As Aaronson flips through pictures of nail art he has created, his eyes brighten; a smile spreads from ear to ear. There’s no doubt that this is something he is extremely passionate about.

“There is fashion design and makeup design; just in that way, I want to be considered a designer for nails. It’s kind of out there; it isn’t going to change the world… but it can define you. You can express yourself through your nails,” Aaronson said.

And this passion is something he hopes will catch on.

“I have a one-year plan; I have big dreams for what it can become. I think women need to see that it’s socially acceptable and fun to have designed nails. The world is ready to head in this direction… they are huge this year. In Vogue, two of the spreads they’ve done have had a close up of models’ nails with crazy designs.”

In this way, Aaronson sees himself tapping into a “burgeoning trend,” hoping to carve out his own niche.

“I love glitter; I’m all about colors, and I really love checkerboards… that might be my signature because it’s funky, intricate and feels like a throwback. My style is kind of ’60s mod,” Aaronson said.

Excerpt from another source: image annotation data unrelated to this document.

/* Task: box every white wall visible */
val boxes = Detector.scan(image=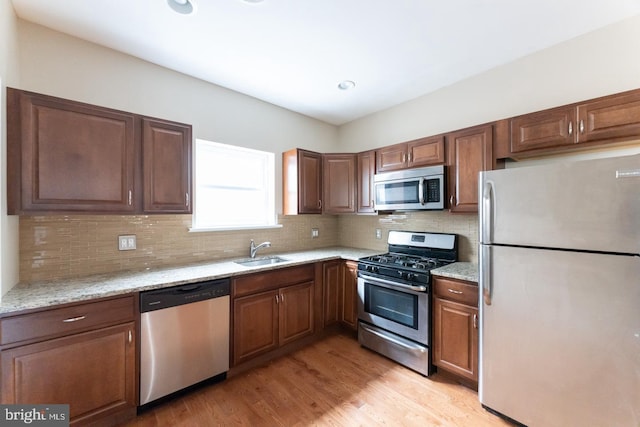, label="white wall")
[338,16,640,151]
[13,20,337,214]
[0,0,19,298]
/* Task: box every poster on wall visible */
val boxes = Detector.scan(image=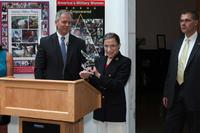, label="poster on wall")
[57,0,105,56]
[0,1,49,74]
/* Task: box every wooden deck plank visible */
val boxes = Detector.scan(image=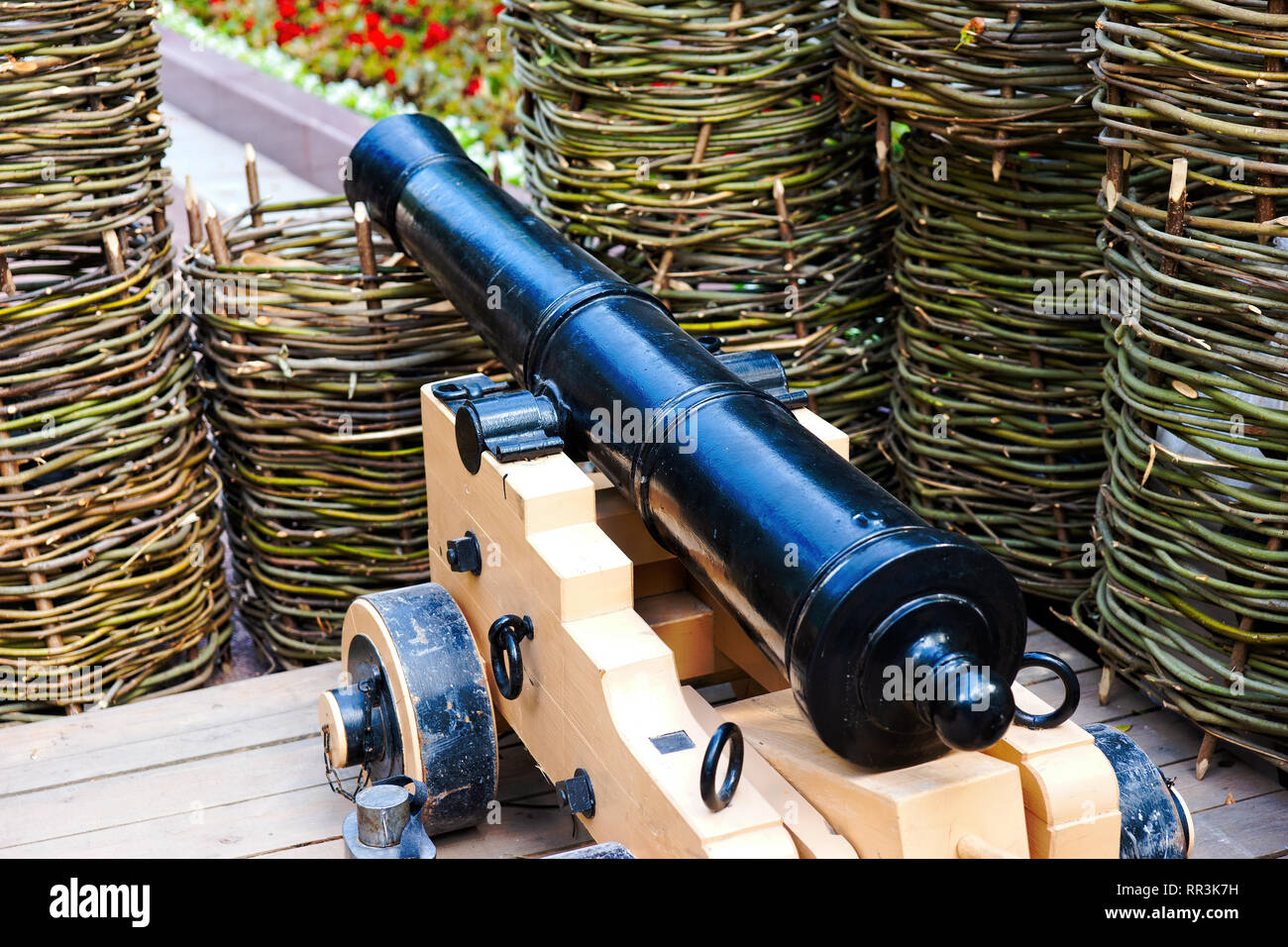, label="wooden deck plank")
[0,663,340,786]
[0,705,322,798]
[0,786,352,858]
[0,633,1288,858]
[1164,757,1280,817]
[1109,710,1203,770]
[0,738,342,853]
[1192,789,1288,858]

Another service Zach Does Nails offers? Friendly Conversation, although it’s not advertised on the Web site; it’s more of a perk.

“You’re paying five dollars not only for your nails, but for a good conversation. That’s another service Zach brings that you can’t get in a nail salon, great nails with some girl talk while he does it,” Anueyiagu said.

“I definitely want to be friends with my clients,” Aaronson said. “Women trust me. I have business savvy. This is a way to accessorize a look for a woman who is confidant and fun… you’re typing all day, you want to have something pretty to look at!”

When Zach Does Nails launches it will be kicked off by a girls-only party in McMahon Hall, where free nail art will be offered. Aaronson hopes everyone will get as excited as he is about the service.

“Even if you bite your nails, I’ll do them, although I encourage you to stop… Go to Duane Reade and get that polish that tastes bad. It works; you’ll stop. The longer the nails, the more fun they are to paint!”

Coming from someone who has already experienced Zach Does Nails first hand: “You’ll never do one coat again. You’ll never do one color again,” said Anueyiagu, “Why would you want to go back to plain and boring?”